Going through a divorce is difficult for almost anyone. Just the thought of trying to divide up assets might make you tired. For couples who worked to build a business, that business can often lead to even more problems during the property division process. If you own a business together, you should ensure that you aren't getting the short end of the stick when it comes to the business. Consider these four points.

#1: You have to decide the fate of the business

There are a few different ways that you can handle the business holdings. You and your ex could sell the business and divide the proceeds from that sale. You might opt to simply close the business and walk away. One spouse might buy the other spouse out of their share of the business. You and your ex might opt to work together in the same manner as you are currently even after the divorce. If this is the option you choose, make sure that you and your ex have clearly outlined roles for the business as you move forward.

#2: Ensure valuation is handled appropriately

The valuation of the business is the cornerstone of the property division process for the business.

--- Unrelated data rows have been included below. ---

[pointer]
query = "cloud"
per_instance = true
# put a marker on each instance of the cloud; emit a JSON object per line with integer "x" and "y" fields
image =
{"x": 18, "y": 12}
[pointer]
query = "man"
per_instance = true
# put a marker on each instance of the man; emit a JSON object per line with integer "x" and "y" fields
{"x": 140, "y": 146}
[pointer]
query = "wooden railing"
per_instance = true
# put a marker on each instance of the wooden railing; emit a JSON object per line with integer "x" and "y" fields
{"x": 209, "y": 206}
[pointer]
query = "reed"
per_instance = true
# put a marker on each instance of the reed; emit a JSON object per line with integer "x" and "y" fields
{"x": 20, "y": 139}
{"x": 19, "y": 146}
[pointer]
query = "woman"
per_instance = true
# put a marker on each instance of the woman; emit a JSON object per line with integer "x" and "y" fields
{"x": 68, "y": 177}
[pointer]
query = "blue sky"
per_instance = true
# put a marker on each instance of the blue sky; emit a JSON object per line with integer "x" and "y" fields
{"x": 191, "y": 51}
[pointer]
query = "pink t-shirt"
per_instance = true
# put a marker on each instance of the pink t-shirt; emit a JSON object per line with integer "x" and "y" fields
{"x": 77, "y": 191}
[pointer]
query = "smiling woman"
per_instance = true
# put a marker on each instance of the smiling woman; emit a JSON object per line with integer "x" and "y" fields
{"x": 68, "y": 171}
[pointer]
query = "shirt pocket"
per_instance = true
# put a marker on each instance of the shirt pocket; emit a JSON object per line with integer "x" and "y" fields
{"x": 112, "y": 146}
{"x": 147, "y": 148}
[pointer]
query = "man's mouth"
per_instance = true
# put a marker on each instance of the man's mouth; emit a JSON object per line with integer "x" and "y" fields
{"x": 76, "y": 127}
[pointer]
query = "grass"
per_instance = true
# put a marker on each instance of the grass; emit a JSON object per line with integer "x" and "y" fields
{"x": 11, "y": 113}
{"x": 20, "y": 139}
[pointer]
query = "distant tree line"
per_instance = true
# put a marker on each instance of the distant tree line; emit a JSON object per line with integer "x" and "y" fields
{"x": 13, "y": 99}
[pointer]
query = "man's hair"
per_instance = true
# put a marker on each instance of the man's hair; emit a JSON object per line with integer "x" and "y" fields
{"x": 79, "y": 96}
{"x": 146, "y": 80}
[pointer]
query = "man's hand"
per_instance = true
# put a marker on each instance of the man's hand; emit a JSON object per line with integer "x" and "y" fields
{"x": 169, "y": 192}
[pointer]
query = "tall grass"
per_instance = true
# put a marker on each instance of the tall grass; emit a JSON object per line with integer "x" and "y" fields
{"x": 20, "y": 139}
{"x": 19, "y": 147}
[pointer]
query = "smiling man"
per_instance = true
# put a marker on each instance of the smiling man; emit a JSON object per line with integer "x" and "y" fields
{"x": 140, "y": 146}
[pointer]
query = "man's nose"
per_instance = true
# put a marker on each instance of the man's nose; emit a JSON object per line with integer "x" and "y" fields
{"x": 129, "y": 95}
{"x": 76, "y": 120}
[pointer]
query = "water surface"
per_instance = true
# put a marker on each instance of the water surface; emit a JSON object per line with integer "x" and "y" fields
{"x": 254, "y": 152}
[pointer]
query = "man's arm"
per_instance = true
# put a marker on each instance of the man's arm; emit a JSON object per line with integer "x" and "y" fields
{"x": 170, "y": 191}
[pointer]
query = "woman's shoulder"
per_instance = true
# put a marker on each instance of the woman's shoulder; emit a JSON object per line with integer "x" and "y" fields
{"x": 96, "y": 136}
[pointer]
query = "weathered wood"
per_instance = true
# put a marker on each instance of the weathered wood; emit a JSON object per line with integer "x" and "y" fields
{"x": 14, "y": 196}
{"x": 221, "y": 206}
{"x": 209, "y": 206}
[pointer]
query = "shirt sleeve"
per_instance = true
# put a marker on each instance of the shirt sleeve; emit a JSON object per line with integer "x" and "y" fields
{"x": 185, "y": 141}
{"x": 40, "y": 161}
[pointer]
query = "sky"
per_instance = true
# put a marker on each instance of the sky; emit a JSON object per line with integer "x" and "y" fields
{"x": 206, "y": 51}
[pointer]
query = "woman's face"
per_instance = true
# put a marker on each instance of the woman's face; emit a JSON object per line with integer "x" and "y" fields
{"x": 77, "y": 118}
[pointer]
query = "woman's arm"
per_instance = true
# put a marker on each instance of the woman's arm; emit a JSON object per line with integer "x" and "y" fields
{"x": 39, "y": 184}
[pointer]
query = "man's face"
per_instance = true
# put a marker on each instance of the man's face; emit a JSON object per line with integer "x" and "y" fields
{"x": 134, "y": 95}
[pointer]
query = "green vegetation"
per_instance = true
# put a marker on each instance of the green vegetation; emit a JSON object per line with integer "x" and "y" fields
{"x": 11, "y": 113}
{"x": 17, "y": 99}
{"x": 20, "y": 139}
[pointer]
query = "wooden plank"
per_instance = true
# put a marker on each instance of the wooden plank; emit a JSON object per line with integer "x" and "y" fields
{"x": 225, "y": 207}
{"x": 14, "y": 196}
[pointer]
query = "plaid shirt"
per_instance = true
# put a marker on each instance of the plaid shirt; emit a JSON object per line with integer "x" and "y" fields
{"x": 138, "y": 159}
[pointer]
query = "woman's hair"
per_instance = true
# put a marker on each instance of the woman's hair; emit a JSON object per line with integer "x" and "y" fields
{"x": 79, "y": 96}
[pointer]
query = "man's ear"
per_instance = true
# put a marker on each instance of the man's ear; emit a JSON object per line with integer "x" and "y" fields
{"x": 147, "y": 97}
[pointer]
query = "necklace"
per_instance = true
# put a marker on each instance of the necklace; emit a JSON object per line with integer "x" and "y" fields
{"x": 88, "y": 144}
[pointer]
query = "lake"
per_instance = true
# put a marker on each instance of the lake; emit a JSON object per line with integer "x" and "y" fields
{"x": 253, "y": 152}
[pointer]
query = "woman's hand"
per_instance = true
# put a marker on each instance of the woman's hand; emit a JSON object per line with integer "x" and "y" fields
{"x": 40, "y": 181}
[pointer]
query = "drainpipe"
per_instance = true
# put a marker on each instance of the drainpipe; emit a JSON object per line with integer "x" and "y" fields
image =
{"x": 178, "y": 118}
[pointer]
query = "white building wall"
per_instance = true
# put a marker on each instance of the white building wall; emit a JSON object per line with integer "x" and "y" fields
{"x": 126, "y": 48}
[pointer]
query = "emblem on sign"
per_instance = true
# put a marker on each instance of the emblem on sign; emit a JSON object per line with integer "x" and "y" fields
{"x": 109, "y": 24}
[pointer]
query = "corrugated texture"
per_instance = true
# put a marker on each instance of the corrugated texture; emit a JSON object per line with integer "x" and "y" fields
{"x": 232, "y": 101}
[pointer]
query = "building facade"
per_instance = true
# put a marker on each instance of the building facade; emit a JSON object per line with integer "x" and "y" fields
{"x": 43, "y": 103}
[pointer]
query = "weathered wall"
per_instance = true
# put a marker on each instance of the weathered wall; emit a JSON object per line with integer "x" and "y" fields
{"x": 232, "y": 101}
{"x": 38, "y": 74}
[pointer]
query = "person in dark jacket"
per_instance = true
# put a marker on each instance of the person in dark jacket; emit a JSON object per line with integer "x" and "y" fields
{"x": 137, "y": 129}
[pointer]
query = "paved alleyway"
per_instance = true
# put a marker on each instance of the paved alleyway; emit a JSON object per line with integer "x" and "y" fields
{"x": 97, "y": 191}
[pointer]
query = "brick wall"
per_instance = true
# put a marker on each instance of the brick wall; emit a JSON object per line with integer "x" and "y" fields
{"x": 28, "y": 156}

You must make sure that you have the business properly valuated so that you know everything is on the up and up. Valuation is sometimes a complex undertaking, so make sure that you leave enough time to have the process completed.

#3: Beware of underhanded transactions

You should beware of sudden income deficit syndrome when it comes to businesses during a divorce. This is an especially common occurrence if the spouse primarily responsible for the business is the one who filed for divorce. When this occurs, the spouse claims that the business went downhill suddenly and that profits decreased. Oftentimes, forensic accounting can delve deeper into the circumstances surrounding the business so that you can ensure that you are getting the full, accurate story about what is going on.

#4: Double check taxes

There are often tax matters that you must handle because of the business. You must find out what tax implications you have to deal with because of the divorce, the business and the way that these items were handled. It is best to find this out sooner rather than later so that you aren't surprised when it is time to file taxes after your divorce is finalized.